Did you try saying it a second time to see what happened?


----------



## Sue Ellen (12 Sep 2007)

I was quite surprised a few years ago when a friend from Kerry told me that it is/was(?) quite normal to ask for a discount in country stores, especially for clothes. I had never heard of this before and it would probably still never enter my head to ask for a few bob off. Is this still happening?


----------



## gearoid (12 Sep 2007)

I know this is off the point, but one approach to saving money is to work out the clothes you want, try them briefly for size in a shop, then buy online for less... I know it's a bit cheeky... Just realised this should be in the tips for saving money forum instead really


----------



## Carpenter (13 Sep 2007)

Yes, I've done this when buying a suit.....


----------



## Purple (13 Sep 2007)

I got a discount of 40% from my solicitor when selling and buying property last year. He dropped he price from €6'500 to €3'500 when I said "C'mon, I've been using you for years, do I not qualify for the "mates rate" yet?"

Mind you I asked him a few years back if he was involved in the tribunals and his reply was, "Do you think I'd talk to the likes of you if I was milking that cash cow?"


----------



## Banking2006 (13 Sep 2007)

Thanks everyone for feedback- think is good to give specific examples as some people did so far. Here's a few of my recent ones where i helped friends...

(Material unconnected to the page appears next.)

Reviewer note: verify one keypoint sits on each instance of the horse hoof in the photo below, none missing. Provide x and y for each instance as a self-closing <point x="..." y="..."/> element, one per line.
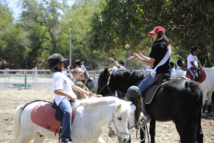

- Ulster Bank tracker rate dropped to 0.5 margin from 0.75%
- FBD insurance dropped rate to less than cheapest quoted for motor policy
- Britton Insurances dropped rate on motor policy to lower than that of AA Insurance Services
- Kitchen World dropped price 
- GE Money dropped rate to match cheaper competitors to avoid loosing client. They also waived penalty charges for 
returned Direct Debits, etc

Worth noting re. solicitors the reverse happened with some friends- one in particular engaged a West Dublin solicitor and was quoted 1000 euro fee for house sale and similar for new purchase. When they progressed with same solicitor, they charged 1%! In that case, simply complain to Law Society to rectify (with your proofs, obviously!)


----------



## moondance (13 Sep 2007)

Hi Banking2006! How did you get Ulster Bank to drop their rate like that? What was the LTV ratio? Was it on an existing mortgage you had with them or a new one or a switched one?


----------



## Banking2006 (13 Sep 2007)

yes was a loan to value mortgage x 2 and we told them we were moving!


----------



## foxylady (13 Sep 2007)

ClubMan said:


> Did you try saying it a second time to see what happened?


 
Clubman

Normally I would try again but as this quote was over 300 euro cheaper than current insurer I just said ta v much.


----------



## joanmul (13 Sep 2007)

gearoid said:


> I know this is off the point, but one approach to saving money is to work out the clothes you want, try them briefly for size in a shop, then buy online for less... I know it's a bit cheeky... Just realised this should be in the tips for saving money forum instead really


 
Would you go to the website of the shop in question where you tried for size?  I didn't know these shops - I don't have any names in mind - did business on line. What about during a sale - would you get even further reductions - or is that stretching the mark a bit!


----------



## jem (15 Sep 2007)

I love haggling. my wife gets embarrassed by it and generally walks away when I start, rarely fail to get a reduction.


----------



## RainyDay (16 Sep 2007)

jem said:


> my wife gets embarrassed by it and generally walks away when I start


So no discount there then?


----------



## amtc (16 Sep 2007)

Renewing car insurance recently Eagle Star dropped 150 euro to match cheaper One DIrect rate. Felt sorry for One Direct as they did all the sending of info etc and were genuinely nicer but it was less hassle to stay where I was for cover at the reduced price.


----------



## Vanilla (16 Sep 2007)

sueellen said:


> I was quite surprised a few years ago when a friend from Kerry told me that it is/was(?) quite normal to ask for a discount in country stores, especially for clothes. I had never heard of this before and it would probably still never enter my head to ask for a few bob off. Is this still happening?


 
Yes, still happening in small country shops. Even in the likes of McBees in Killarney ( rather pricey womens' designers clothes shop ) up until a few years ago they were still giving a discount. But certainly if you are buying a few items and the owner is serving you would be quite likely to receive a discount. You'd have to know where you could and couldn't ask though. The unwritten rules of the countryside...


----------



## potnoodler (17 Sep 2007)

Petermack said:


> When I was changing my mortgage provider from IIB to National Irish it never struck me to approach IIB to see if they would match the rates offered by National Irish. I know a bank has some flexibility in terms of personal loans and motor loans but is there any point trying to haggle over mortgage rates or are the rates strictly set.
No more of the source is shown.